It's a very easy format to optimal parse, because the state space is small enough that you can walk the entire
dynamic programming table. That is, you just make a table which is :
<------ all file positions ------>
and then you just go fill all the slots. Like LZSS (Storer-Szymanski) it's simplest to walk backwards, that way
any value in the table that you need from later positions is already computed.
(* see addendum at end)
For LZ4 the state is just the literal run len (there is no entropy coder; there is no "last offset"; and there are no carried bits between coding events - the way a match is coded is totally independent of what precedes it). I use 16 states. Whenever you code a literal, the state transition is just state++ , when you code a match the transition is always to state = 0.
There is a small approximation in my optimal parse; I don't keep individual states for literal run lens > 15. That means I do measure the cost jump when you go from 14 to 15 literals (and have to output an extra byte), but I don't measure the cost jump when you go from 15+254 to 15+255.
The optimal parse can be made very very slightly better by using 20 states or so (instead of 16). Then from state 15-20 you count the cost of sending a literal to be exactly 1 byte (no extra cost in control words or literal run len). At state 20 you count the cost to be 1 byte + (1/234) , that is you add in the amortized cost of the 1-1-1-1 code that will be used to send large literal run lengths. While this is better in theory, on my test set I don't get any win from going to more than 16 states.

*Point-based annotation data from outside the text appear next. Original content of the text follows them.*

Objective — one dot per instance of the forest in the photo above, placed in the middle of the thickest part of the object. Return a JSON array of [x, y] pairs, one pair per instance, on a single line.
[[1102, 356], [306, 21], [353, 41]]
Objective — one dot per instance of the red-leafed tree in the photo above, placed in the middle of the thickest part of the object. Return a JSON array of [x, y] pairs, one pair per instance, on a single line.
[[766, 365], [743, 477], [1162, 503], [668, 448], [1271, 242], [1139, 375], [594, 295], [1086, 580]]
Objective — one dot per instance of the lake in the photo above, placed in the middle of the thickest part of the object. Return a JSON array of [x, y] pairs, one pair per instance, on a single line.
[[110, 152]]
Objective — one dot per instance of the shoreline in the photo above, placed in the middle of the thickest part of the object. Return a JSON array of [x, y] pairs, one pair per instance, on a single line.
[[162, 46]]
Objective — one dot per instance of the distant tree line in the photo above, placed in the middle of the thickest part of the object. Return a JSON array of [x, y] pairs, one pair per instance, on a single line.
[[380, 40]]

Without further ado, the numbers :
|raw||greedy||lazy||optimal||XXX||lz4 -c0||lz4 -c1||lz4 -c2|
|raw||greedy||lazy||optimal||lz4 -c0||lz4 -c1||lz4 -c2|
greedy, lazy, optimal are mine. They all use a suffix array for string searching, and thus always find the longest possible match. Greedy just takes the longest match. Lazy considers a match at the next position also and has a very simple heuristic for preferring it or not. Optimal is the big state table described above.
Yann's lz4 -c2 is a lazy parse that seems to go 3 steps ahead with some funny heurstics that I can't quite follow; I see it definitely considers the transition threshold of matchlen from 18 to 19, and also some other stuff. It uses MMC for string matching. His heuristic parse is quite good; I actually suspect that most of the win of "optimal" over "lz4 -c2" is due to finding better matches, not from making better parse decisions.
(Yann's lz4.exe seems to also add a 16 byte header to every file)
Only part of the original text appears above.